Fidel’in tangosu ve Atatürk’ün zeybeği

06 Eylül 2022 Salı

Birkaç yıl önce, yine bir ağustos, Bodrum’da belediyenin kahvesinde çayımı yudumluyorum. Yanımdaki döner koltuğa kırklı yaşlarda bir “Latino”, çukulata tenli bir adam geliyor. Göz göze geliyoruz, selamlaşıyoruz.

Neredensiniz diye konuşmaya başlıyorum. “Kübalıyım” deyince gülerekten memnuniyetimi gösteriyorum.

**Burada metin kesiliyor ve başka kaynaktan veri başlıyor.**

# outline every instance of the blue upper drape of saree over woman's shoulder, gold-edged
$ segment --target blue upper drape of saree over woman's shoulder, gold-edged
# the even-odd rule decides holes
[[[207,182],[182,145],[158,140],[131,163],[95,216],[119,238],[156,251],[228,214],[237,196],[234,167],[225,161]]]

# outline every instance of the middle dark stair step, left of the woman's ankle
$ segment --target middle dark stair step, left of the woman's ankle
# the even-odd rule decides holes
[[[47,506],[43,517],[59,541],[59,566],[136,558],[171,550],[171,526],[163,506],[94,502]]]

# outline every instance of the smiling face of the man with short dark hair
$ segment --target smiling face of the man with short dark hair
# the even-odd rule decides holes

Hele babasının, Fidel Castro’nun önde gelen bir danışmanı olduğunu söyleyince iş daha da renkleniyor: öyle ya, uzun yıllar önce üniversitedeki asistanım, Küba’nın fahri İstanbul konsolosluğu görevini yürütmüş, ben Küba konusunda çok sayıda konferans vermişim, makaleler yayımlamışım: Ve Atatürk’ün bir büstü Küba’da şerefle dikilmiş: Atatürk Türkiyesi Batı emperyalizmine karşı kurulmuş, bir anlamda Küba gibi birçok sömürülen ülkeye örnek olmuş.

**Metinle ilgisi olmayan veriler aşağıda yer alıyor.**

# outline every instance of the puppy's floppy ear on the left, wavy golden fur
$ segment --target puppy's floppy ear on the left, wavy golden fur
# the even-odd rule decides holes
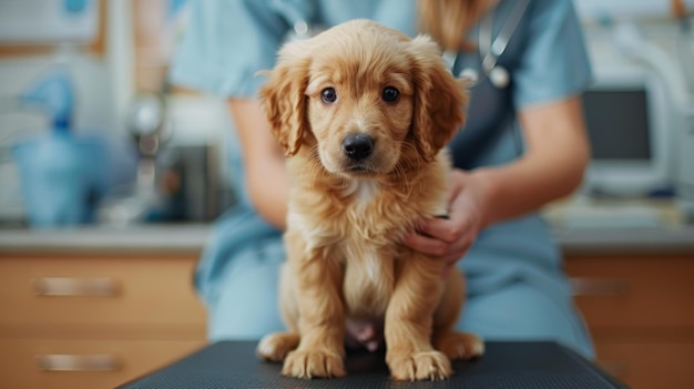
[[[310,131],[306,120],[306,85],[309,60],[302,53],[302,42],[286,44],[278,54],[275,69],[262,74],[269,76],[261,88],[259,98],[273,135],[285,154],[296,154],[304,133]]]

Ve ben bu Kübalı ile bir 30 Ağustos’ta deniz kıyısı kahvede yan yana düşmüşüm, ilginç bir rastlantı. Uzun yıllar öncesinde Alp Kuran’ın başkanlığındaki Türkiye Milli Gençlik Teşkilatı’nda (TMGT), bazı Kübalı gençlerle toplantılar yapmış biri olarak bulunmuşum. Ve şimdi Fidel’in önemli bir danışmanının oğlu ile Bodrum’da çene çalıyoruz.

Atatürk Türkiyesi ve Fidel’in Kübası: Küresel boyutta yerkürenin farklı noktalarında kaderleri bir süre de olsa kesişen ülkeler. Ve 30 Ağustos 2022’de Türkiye’de, eskilere oranla neden çok geniş bir kesim tarafından, olağanüstü bir coşkuyla kutlanmakta olduğunu düşünüyorum.

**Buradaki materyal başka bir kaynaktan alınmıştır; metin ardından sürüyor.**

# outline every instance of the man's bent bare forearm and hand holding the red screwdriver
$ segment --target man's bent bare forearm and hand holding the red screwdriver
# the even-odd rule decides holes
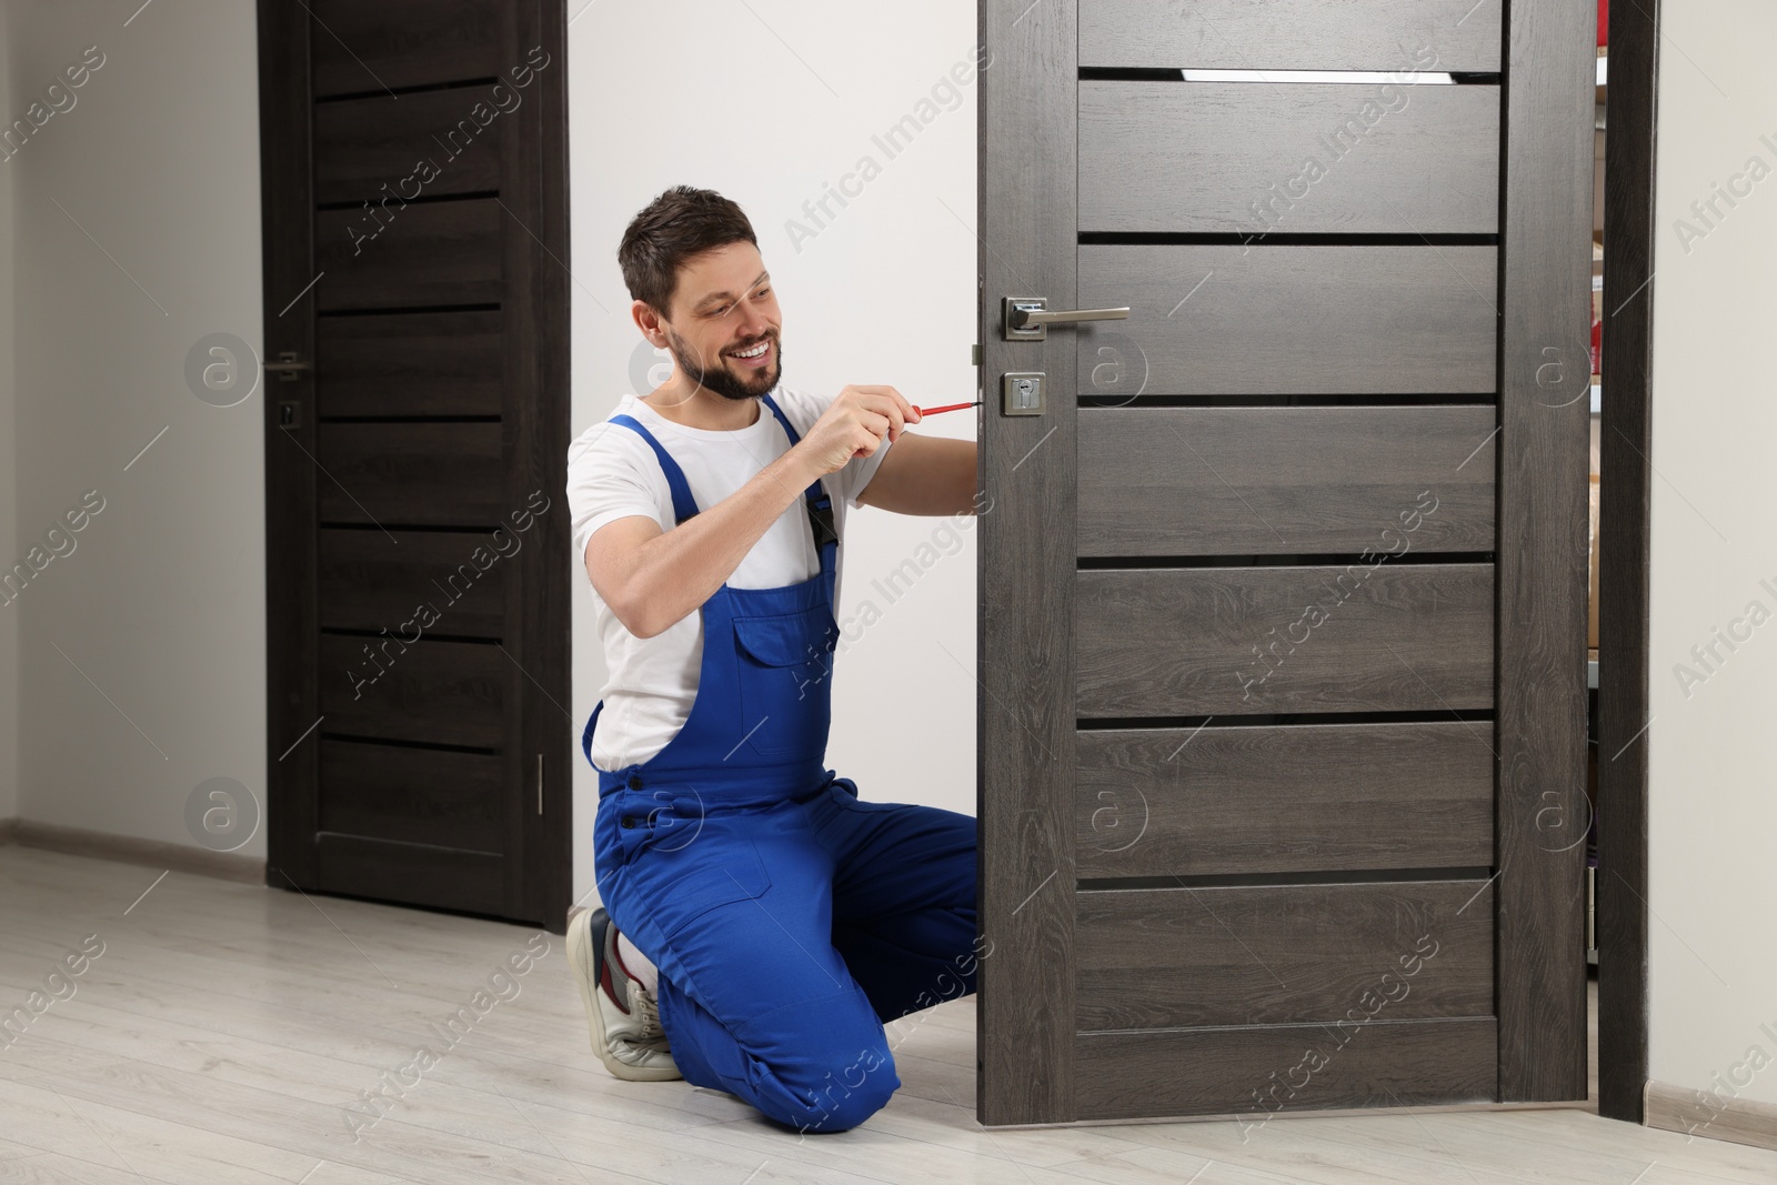
[[[592,586],[636,638],[666,631],[734,576],[809,485],[853,457],[869,457],[883,437],[899,437],[910,410],[892,387],[846,387],[800,444],[693,519],[661,531],[654,519],[631,515],[594,531],[586,540]]]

Çünkü “iç ve dış dengesizliklerde ülke için tehdit” o kadar olağanüstü boyutlara çıkmış ki halk daha büyük tepki vermeye başlamış: işçisinden köylüsüne, sivil toplum örgütünden sendikasına direnç artmış:

- Böyle giderse “dinciler ve şeriatçılar sisteme daha da hâkim olurlar” korkusu her sokakta, her mahallede, her kasabada yaygınlaşmaya başlamış.

- Talan ve ulusal kaynakların israfı, haksız bir rekabet düzeni içinde olağanüstü yaygınlaşmış.

- Demokratik düzenden kademe kademe uzaklaştırılan bir ülke. Bu gelişmeler karşısında halkın 30 Ağustos’u bu yıl daha bir coşku ile kutlama sevdasını doğal görmeliyiz. Çünkü halkın büyük çoğunluğu demokrasiden ve çağdaş bir yaşam düzeninden yana.

Keşke, Denktaş’ın elinin değdiği Devrek bastonu yanında, Fidel Castro’nun da elinin değdiği bir bastonu “ele geçirebilseydim”, koleksiyonum daha da zenginleşirdi!

Uzun zaman önce bu köşede çıkan bir yazımın başlığı “Fidel’in tangosu ve Denktaş’ın valsi” idi...

VE İKİ ÇOK DEĞİŞİK KİTAP

2022 30 Ağustos vesilesi ile değerli dostum Emel Karagöz, rahmetli eşi Canberk Saylam iktisat fakültesinden sınıf arkadaşımdı, çok ilginç iki Atatürk ve Atatürk Türkiyesi kitaplarını yayımladı.

Ekspresyonist Atatürk kitabı olağanüstü Atatürk fotoğraflarlarıyla bezenmiş bir kitap.

İkinci kitap Atatürk Türkiyesi ise teknik olarak da olağanüstü bir özelliğe sahip. Fotoğraflarla birlikte, sosyal boyut da başarılı bir biçimde kitabı tamamlıyor.

Zor bulunacak (ve alınacak) olması ise işin tek dezavantajı. (Emel Karagöz, “Masaldan” Yayınları, 2022.)